C’è poi l'importante impegno di ricongiungere le famiglie divise da questo dramma. E’ anche un impegno burocratico e organizzativo per voi…
Nei nominativi che noi abbiamo, ci sono varie persone che addirittura avevano già tutti i documenti, per far venire le mogli, i mariti e i figli. Quindi stiamo sostenendo queste persone che si trovano alcuni in Afghanistan, ma la maggior parte stanno in Pakistan e Iran e qui c’è già un’interlocuzione con le nostre ambasciate per favorire il rilascio dei visti. E poi ci sono famiglie per le quali vorremmo favorire i ricongiungimenti allargati: figli che sono arrivati 4-5 anni fa in Italia e si sono ben sistemati. E questa è una situazione della quale nemmeno noi eravamo tanto a conoscenza, cioè che si sono diversi afghani, bene inseriti nel territorio italiano, che giustamente vogliono salvare i loro parenti quindi ci chiedono e si offrono anche, ovviamente, di ospitarli, grazie ad un sostegno da parte nostra e chiedono ovviamente di far arrivare i loro parenti. Tra le comunità etniche che soffrono ancora di più all'interno del Paese, ci sono gli Azara che hanno subito vari genocidi. Tra coloro che arriveranno in Italia ci sarà anche questo gruppo etnico, ci sono le donne, le attiviste e ci sono anche persone che hanno collaborato con associazioni italiane che in questi 20 anni hanno aiutato e sostenuto l'Afghanistan.
Abbiamo dato dei numeri, parliamo ora anche di persone, di storie: una storia che è andata bene di questi arrivi da metà di agosto…

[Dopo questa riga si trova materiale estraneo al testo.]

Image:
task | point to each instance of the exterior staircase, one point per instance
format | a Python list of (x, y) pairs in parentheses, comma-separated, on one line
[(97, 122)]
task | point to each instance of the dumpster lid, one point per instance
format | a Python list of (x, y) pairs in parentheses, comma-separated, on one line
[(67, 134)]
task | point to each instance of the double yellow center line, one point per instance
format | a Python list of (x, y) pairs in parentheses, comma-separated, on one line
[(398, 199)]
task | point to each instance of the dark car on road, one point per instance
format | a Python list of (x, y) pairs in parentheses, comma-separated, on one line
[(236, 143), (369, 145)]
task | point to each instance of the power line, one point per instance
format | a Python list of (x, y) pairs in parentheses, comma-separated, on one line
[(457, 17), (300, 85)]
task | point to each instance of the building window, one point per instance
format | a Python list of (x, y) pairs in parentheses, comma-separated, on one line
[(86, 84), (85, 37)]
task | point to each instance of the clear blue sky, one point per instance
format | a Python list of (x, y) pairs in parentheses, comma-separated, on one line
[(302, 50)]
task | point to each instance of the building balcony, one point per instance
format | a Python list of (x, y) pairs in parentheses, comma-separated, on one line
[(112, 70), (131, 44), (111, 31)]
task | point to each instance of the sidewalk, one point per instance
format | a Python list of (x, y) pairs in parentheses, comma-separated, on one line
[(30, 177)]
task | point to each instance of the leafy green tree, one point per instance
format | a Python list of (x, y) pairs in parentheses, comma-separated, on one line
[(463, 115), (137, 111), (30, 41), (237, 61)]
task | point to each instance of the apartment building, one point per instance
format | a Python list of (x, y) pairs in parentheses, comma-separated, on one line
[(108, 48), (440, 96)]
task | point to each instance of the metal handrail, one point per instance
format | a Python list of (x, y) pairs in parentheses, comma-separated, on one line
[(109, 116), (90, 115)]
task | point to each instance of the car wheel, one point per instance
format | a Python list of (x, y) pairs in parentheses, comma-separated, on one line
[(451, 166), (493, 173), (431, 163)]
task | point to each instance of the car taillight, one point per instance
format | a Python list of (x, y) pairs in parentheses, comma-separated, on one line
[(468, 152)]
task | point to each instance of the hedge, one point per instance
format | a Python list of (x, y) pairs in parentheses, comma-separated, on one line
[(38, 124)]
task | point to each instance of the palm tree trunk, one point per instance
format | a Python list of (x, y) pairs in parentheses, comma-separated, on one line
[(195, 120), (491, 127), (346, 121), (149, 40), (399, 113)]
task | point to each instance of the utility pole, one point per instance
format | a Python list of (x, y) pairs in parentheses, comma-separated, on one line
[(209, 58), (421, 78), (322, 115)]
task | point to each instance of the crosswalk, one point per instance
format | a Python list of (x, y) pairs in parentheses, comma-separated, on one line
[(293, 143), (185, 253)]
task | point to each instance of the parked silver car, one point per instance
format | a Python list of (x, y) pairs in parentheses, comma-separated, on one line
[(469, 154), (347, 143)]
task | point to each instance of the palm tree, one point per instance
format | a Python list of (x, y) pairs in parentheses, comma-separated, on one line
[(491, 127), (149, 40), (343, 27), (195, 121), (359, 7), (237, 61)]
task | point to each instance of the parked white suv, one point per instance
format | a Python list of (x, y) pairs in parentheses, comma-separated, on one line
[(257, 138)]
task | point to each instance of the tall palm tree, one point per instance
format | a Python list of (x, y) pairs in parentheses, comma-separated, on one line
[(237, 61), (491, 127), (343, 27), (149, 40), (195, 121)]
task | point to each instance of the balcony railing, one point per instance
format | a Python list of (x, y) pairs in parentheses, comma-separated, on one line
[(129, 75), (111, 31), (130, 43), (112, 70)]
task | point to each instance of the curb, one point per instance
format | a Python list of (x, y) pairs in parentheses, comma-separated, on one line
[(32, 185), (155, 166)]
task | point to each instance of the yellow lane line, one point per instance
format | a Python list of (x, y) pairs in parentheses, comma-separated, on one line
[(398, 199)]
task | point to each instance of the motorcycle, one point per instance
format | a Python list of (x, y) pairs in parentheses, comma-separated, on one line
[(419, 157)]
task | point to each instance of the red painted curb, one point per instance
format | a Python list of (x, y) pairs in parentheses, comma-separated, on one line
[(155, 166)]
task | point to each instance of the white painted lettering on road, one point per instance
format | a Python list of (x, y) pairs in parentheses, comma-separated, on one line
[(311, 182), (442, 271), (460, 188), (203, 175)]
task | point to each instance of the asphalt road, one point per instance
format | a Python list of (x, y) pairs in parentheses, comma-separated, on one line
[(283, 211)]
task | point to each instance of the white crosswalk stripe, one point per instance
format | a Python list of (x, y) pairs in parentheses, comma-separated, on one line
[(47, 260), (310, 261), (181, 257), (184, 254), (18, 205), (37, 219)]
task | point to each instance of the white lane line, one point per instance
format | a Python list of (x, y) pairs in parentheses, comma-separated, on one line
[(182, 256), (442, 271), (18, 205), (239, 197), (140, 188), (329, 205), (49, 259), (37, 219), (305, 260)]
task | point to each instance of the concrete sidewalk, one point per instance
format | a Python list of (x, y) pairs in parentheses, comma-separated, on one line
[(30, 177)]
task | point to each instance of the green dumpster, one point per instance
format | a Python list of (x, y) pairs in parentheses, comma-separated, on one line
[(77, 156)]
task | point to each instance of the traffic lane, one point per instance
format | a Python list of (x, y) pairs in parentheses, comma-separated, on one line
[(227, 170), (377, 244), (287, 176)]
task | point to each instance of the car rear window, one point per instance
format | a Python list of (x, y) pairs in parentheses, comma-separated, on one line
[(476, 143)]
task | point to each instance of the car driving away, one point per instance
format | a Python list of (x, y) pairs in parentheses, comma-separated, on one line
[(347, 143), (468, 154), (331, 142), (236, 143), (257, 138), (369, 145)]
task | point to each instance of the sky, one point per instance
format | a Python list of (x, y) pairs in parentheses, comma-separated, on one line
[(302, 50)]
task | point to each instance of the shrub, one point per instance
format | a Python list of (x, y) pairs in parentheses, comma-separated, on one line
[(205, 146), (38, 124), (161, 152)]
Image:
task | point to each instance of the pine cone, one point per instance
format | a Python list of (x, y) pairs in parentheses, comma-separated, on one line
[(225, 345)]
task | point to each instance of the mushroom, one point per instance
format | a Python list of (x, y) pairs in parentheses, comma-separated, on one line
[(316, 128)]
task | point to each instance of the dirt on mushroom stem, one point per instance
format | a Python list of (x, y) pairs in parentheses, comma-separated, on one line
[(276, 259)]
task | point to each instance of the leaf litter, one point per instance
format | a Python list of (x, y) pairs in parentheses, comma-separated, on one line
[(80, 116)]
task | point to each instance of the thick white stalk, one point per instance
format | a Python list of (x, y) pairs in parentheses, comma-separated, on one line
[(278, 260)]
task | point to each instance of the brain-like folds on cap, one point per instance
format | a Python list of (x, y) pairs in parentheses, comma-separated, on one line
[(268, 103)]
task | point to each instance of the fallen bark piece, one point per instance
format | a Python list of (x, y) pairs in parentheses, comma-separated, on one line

Per esempio, abbiamo accolto una donna, Sediqa, che è arrivata con sei figli, da sola. Il marito è stato ucciso già 4 anni, aveva un livello discreto di responsabilità all'interno di un Ministero. Ha un fratello in Italia, che è diventato italiano, e che ci ha segnalato la situazione. Così il 24 agosto sono arrivati e adesso sono ospitati a Roma, la donna con tutti i sei figli, il più piccolo ha 13 anni. Alcuni avevano anche studiato, sia le donne che gli uomini, in corsi universitari, adesso li stiamo iscrivendo per fare il riconoscimento dei titoli, e stanno studiando contemporaneamente la lingua italiana. Sono ospiti di una casa di suore, qui a Roma e si trovano molto bene. Stanno facendo il percorso di inserimento. Abbiamo anche un altro gruppo di donne, alcune giornaliste, altre che facevano parte del parlamento, tutte donne sole, che sono ospitate sempre qui a Roma, e anche loro stanno costruendo, piano piano, il loro percorso di inserimento. Certo non è semplice per nessuno, perché cambiare totalmente la propria vita, pensare ai propri cari lontani, ci sono anche degli anziani di circa 70-75 anni, trovarsi proprio in un altro mondo è qualcosa che fa soffrire. Ma d'altro canto sono persone che hanno una forte resilienza, e combattono, si applicano, vogliono continuare a costruire la loro vita.